The milestone marks a turning point in American public finance, bringing attention to how debt servicing—rather than public programs or national security—has become the federal government’s single largest expenditure.
According to data compiled by the US Congressional Budget Office (CBO), net interest payments stood at $345 billion in fiscal year 2020.

US debt interest costs (Source: Kobeissi Letter)
By fiscal year 2025, that figure had nearly tripled to roughly $970 billion, surpassing defense spending by about $100 billion. When accounting for all interest paid on publicly held debt, total costs crossed the $1 trillion mark—an unprecedented event in U.S. history.
America’s Debt Problem Decades in the Making
The CBO projects the situation will worsen.
Over the next decade, cumulative interest payments are expected to total $13.8 trillion—nearly double the inflation-adjusted amount spent on interest over the previous 20 years. Meanwhile, the Committee for a Responsible Federal Budget warns that under less favorable assumptions—such as temporary tax provisions becoming permanent or tariffs being struck down—annual interest costs could surge to $2.2 trillion by 2035, a 127% increase from today.

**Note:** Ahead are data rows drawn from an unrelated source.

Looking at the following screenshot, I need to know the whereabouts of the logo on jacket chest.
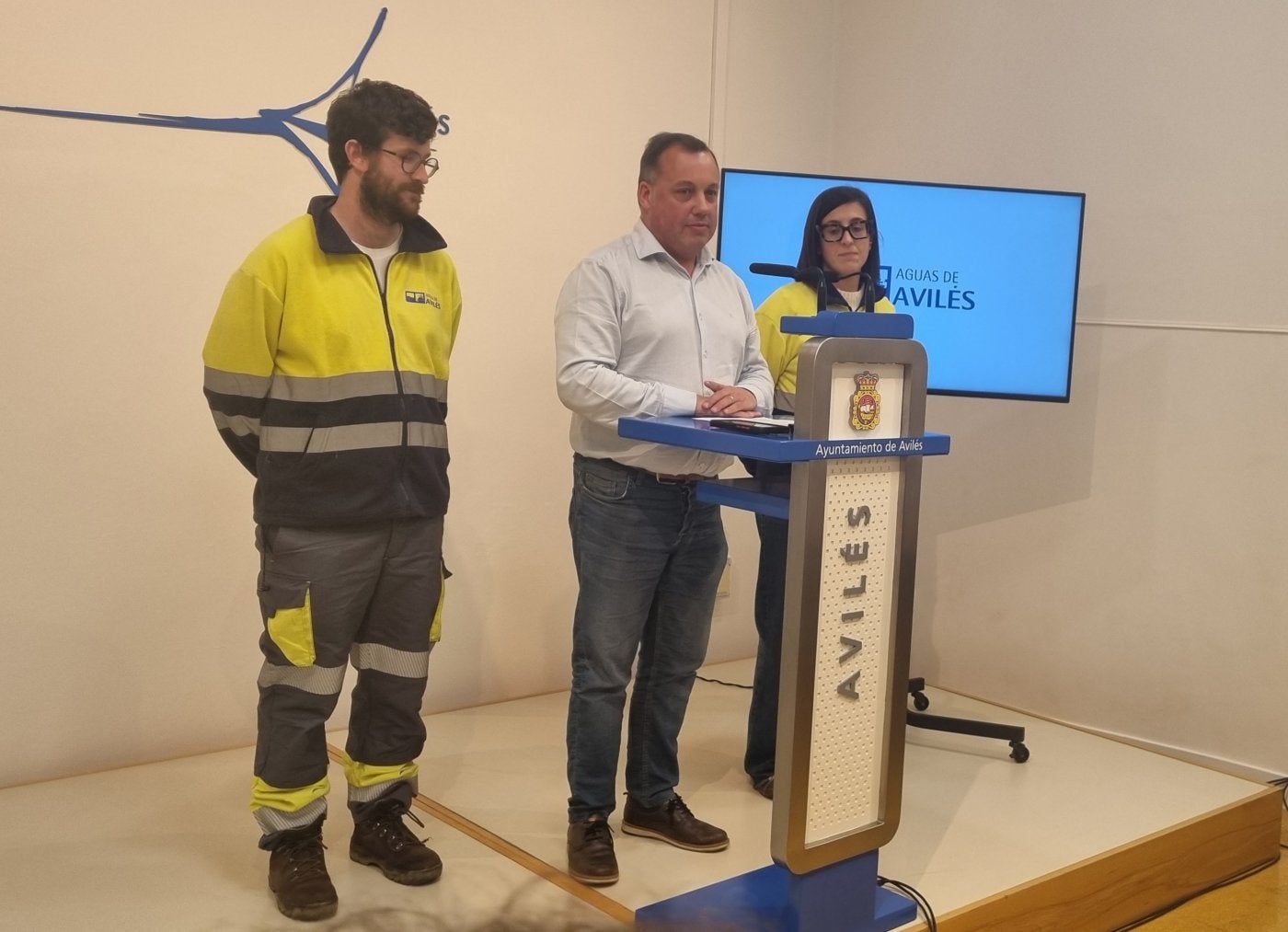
[403,291,443,310]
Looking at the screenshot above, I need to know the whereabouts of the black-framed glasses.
[819,220,868,243]
[380,149,438,178]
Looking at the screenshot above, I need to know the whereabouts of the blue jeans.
[568,455,728,822]
[742,515,787,783]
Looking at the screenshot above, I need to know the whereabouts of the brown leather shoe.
[268,828,338,922]
[568,816,617,887]
[622,796,729,851]
[349,802,443,887]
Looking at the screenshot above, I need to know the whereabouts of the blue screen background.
[718,168,1085,402]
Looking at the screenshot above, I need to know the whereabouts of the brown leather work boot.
[349,800,443,887]
[268,826,339,922]
[568,816,617,887]
[622,796,729,851]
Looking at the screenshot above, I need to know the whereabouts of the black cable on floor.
[877,874,939,932]
[698,673,751,689]
[1114,857,1279,932]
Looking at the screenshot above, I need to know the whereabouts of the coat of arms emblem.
[850,371,881,430]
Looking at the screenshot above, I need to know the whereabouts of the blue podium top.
[617,414,949,462]
[778,310,914,339]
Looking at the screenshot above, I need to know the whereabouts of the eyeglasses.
[819,220,868,243]
[380,149,438,178]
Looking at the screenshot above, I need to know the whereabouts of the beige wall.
[0,0,1288,785]
[0,0,754,785]
[837,0,1288,774]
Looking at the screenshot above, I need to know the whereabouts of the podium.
[618,312,949,932]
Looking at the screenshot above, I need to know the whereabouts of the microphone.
[747,262,827,310]
[747,262,801,280]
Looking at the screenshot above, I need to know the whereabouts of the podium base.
[635,851,917,932]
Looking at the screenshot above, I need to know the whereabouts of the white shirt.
[555,222,773,475]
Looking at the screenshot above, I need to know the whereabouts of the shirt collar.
[631,220,715,277]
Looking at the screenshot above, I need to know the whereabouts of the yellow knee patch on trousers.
[268,588,316,667]
[341,754,420,787]
[250,777,331,812]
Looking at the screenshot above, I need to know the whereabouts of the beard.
[358,171,425,224]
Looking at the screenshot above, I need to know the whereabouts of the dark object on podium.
[908,676,1029,764]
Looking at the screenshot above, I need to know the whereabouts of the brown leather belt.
[602,458,715,485]
[654,470,715,485]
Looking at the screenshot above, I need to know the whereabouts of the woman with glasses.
[743,185,895,800]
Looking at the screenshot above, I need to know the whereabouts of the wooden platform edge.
[927,787,1282,932]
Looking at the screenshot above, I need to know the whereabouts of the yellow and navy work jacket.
[756,282,895,413]
[202,197,461,526]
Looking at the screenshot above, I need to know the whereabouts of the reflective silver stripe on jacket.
[259,421,447,454]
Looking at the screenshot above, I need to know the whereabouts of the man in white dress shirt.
[555,132,773,884]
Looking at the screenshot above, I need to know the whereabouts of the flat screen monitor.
[716,168,1086,402]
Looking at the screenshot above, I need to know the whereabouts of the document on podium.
[693,417,793,434]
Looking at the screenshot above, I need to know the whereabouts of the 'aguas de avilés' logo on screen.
[850,371,881,430]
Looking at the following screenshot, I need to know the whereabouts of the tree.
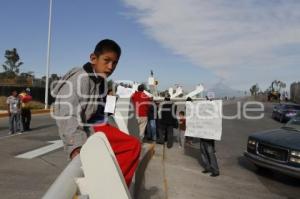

The broader debt picture is equally stark. The U.S. debt-to-GDP ratio reached 100% in 2025, a level last seen during the immediate aftermath of World War II. By 2029, it is projected to surpass the all-time record of 106% set in 1946, climbing to an estimated 118% by 2035.
Analysts say what makes the current situation particularly dangerous is its self-reinforcing nature. The federal government now borrows roughly $2 trillion annually, with close to half of that amount going solely toward servicing existing debt.
Markets React With Alarm—and Familiar Playbooks
The projections have ignited intense debate across Wall Street and social media. Some commentators invoked “Weimar,” referencing Germany’s hyperinflationary collapse in the 1920s, while others declared the arrival of a permanent “debt service era.” The prevailing retail response has been a call to flee into traditional hard assets such as gold, silver, and real estate.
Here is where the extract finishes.